Resulta estremecedor ver cómo ponemos nuestras ganas y nuestras fuerzas en las cosas que mueren. Es lo que en tantas ocasiones el Papa actual ha denominado como “cultura de la muerte”. Es el afán desordenado por “tener”; creyendo que, de esta manera, obtendremos las seguridades de las que carecemos. Hemos olvidado, una vez más, que sólo en el “ser” uno adquiere su verdadera dignidad, y el sentido de las cosas del mundo. San Pablo nos da la clave: “Todo lo estimo pérdida comparado con la excelencia del conocimiento de Cristo Jesús, mi Señor”. Y, una vez más, hay que repetir que no se trata de caer en el maniqueísmo de pensar que todo lo que nos rodea es malo, sino de darle el valor y la importancia que tienen: ser meros instrumentos que nos acercan, precisamente, a ese conocimiento de Dios. No son un absoluto en sí mismo, porque entonces se convertirían en ídolos, y Dios no tendría cabida en nuestro interior.
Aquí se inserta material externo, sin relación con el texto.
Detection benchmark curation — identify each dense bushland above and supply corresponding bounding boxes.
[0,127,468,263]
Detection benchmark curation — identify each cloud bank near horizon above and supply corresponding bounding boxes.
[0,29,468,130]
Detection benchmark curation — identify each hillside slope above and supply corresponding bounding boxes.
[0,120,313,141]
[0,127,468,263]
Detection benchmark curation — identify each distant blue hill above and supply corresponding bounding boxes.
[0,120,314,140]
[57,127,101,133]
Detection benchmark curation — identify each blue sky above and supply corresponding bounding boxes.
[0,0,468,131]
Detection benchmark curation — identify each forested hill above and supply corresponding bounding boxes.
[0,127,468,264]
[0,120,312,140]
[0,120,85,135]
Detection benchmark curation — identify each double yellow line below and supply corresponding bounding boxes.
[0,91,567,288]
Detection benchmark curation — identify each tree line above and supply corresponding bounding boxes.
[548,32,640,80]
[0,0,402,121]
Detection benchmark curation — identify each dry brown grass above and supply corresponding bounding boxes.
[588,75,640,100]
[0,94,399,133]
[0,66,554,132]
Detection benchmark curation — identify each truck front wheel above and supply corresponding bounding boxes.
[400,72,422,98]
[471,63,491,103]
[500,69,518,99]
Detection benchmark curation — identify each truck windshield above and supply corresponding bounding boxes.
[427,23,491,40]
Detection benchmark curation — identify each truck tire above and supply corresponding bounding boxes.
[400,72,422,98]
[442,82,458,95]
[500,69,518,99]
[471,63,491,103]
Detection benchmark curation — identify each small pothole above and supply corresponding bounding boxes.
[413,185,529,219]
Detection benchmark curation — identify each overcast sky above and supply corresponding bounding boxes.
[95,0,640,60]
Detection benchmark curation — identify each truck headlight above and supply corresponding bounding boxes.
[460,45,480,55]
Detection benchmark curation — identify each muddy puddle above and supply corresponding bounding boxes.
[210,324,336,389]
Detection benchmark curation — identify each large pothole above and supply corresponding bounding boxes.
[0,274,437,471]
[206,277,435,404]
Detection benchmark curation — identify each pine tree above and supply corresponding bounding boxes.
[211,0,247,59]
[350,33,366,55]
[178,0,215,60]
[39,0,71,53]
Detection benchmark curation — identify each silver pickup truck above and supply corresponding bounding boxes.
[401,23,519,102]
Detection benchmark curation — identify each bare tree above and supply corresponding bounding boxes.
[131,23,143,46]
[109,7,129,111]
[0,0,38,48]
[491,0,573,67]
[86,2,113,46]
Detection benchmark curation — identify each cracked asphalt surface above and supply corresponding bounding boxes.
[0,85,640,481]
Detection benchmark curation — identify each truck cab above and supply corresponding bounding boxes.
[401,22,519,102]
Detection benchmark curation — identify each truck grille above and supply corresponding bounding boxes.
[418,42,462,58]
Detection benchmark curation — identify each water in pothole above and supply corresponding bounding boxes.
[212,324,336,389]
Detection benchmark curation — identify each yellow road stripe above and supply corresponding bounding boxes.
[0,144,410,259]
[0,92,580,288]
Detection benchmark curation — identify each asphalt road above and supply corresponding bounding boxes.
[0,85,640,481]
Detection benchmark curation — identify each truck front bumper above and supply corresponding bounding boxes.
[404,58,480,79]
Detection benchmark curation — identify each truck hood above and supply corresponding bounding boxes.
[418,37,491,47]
Sin embargo, hay otros comportamientos que, sin ser materiales, pueden hacernos tanto o más daño. Se trata de nuestros juicios y nuestros criterios particulares. Leemos en el Evangelio de hoy: “La ley de Moisés nos manda apedrear a las adúlteras; tú, ¿qué dices?”. Como vemos, esos escribas y fariseos no apelan en realidad a la autoridad Dios, sino que se apoyan en una mentira: convertirse en jueces del mundo. El enfrentamiento de Jesús con estos personajes resulta sorprendente. Utiliza sus propias armas y, por eso, apela a lo más profundo de ellos mismos: su conciencia. Y es en ella donde descubrimos nuestra auténtica desnudez, y la necesidad de algo más que apoyarnos en palabras y gestos.
“E inclinándose otra vez, siguió escribiendo”. No sabemos a ciencia cierta qué escribiría el Señor con el dedo en el suelo. Sí sabemos, sin embargo, que se presentó en el templo, después de haber pasado toda la noche en oración en el monte de los Olivos… E intuimos lo verdaderamente “nuevo” en Cristo, y que Dios ya había anunciado al profeta Isaías, y que aún, debido a la dureza de nuestro corazón, somos incapaces de advertir: “Tampoco yo te condeno. Anda, y en adelante no peques más”.